Revenue from sales to medium and small business was up 6.9% and revenue from sales to large businesses grew 5.4%. But a drag on results were consumer sales, which dropped 7.5% for the quarter.
This is the nature of Dell’s business right now. Consumers are turning to non-PC devices for their casual computing needs at the same time that businesses are beginning to spend on IT again.
This forces the question: Should Dell walk away from the consumer market?
CEO Michael Dell has been talking a lot about how these trends are fundamentally altering his company. He stressed in an April interview with The Wall Street Journal how two-thirds of Dell’s profit comes from its service business and just one-third from PC sales. Of those PC sales “the vast majority” of profit comes from corporate customers — and not consumers.

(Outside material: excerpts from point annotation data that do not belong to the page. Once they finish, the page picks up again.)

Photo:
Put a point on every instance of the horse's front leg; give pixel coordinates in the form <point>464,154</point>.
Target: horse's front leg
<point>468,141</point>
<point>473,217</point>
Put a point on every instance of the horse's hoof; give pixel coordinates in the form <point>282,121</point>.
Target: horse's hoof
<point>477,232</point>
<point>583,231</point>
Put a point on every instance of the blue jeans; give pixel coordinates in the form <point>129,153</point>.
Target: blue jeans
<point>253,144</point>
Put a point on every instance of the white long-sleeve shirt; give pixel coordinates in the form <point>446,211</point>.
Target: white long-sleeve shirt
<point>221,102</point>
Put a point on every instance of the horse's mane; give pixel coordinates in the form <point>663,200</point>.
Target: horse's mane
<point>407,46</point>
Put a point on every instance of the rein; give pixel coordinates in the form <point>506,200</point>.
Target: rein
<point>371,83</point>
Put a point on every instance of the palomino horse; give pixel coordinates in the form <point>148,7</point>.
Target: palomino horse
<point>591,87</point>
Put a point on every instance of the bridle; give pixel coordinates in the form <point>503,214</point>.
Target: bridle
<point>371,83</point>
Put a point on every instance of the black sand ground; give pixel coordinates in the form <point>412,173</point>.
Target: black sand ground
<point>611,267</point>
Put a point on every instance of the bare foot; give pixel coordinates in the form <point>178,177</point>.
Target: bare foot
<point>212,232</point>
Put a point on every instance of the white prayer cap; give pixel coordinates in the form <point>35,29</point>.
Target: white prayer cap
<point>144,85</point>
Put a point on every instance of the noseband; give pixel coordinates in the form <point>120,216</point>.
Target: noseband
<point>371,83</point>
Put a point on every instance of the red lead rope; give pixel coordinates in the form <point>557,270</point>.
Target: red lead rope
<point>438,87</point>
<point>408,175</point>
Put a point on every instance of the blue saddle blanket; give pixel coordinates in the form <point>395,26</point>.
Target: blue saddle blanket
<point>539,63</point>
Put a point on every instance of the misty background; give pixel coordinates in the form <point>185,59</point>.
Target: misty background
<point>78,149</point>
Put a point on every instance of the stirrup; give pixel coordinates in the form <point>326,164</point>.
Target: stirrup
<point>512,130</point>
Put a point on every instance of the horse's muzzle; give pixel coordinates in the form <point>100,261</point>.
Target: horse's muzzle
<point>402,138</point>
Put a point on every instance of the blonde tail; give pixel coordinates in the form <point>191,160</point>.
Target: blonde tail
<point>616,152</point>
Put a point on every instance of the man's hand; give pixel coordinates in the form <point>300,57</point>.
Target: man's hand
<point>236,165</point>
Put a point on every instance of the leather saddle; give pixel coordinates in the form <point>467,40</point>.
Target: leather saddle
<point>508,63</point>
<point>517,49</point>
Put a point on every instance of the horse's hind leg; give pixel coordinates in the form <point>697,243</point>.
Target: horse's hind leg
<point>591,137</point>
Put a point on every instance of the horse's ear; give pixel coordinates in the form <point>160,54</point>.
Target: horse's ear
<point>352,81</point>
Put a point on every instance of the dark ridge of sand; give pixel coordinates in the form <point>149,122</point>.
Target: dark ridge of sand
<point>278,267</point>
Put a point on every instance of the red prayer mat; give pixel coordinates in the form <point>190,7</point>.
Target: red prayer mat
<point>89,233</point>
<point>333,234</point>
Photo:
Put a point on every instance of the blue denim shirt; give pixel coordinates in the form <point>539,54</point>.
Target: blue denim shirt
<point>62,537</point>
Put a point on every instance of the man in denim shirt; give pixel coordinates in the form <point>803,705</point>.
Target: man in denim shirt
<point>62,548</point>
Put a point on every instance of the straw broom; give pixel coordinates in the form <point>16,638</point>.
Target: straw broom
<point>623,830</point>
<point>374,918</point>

Where Dell was once the face of booming consumer PC sales, it is now a leader in corporate computing services of all stripes, and has spent big to get there. One recent acquisition was Perot Systems, which Dell bought for $3.9 billion in 2009. Investments of that sort are clearly paying off.
Meanwhile, the company also has spent significant sums on developing consumer-targeted products that have failed to earn for the company in any meaningful way. The Dell Streak line of smartphones and tablets is a perfect example of a product that hasn’t just been outperformed by competitors like Apple’s (NASDAQ:AAPL) iPhone and Research in Motion’s (NASDAQ:RIMM) BlackBerry devices but completely eclipsed. Even with Dell’s “mobility” division revenue up in the past quarter, it seems that the company would be better served by focusing the majority of its efforts elsewhere.
Of course, despite the drop of 7.5%, consumer sales still represent a huge amount of money for the company, so Dell shouldn’t suddenly just stop making consumer products . That said, Dell should be turning more and more of its resources toward strengthening its place as the leading provider of IT services and PCs to businesses.
It’s making moves in this direction already. The Latitude Windows tablet from Dell coming later this year, for example, is a device principally meant for corporate customers.
Less focus on consumers and more focus on business clients should only help Dell’s stock in the coming years.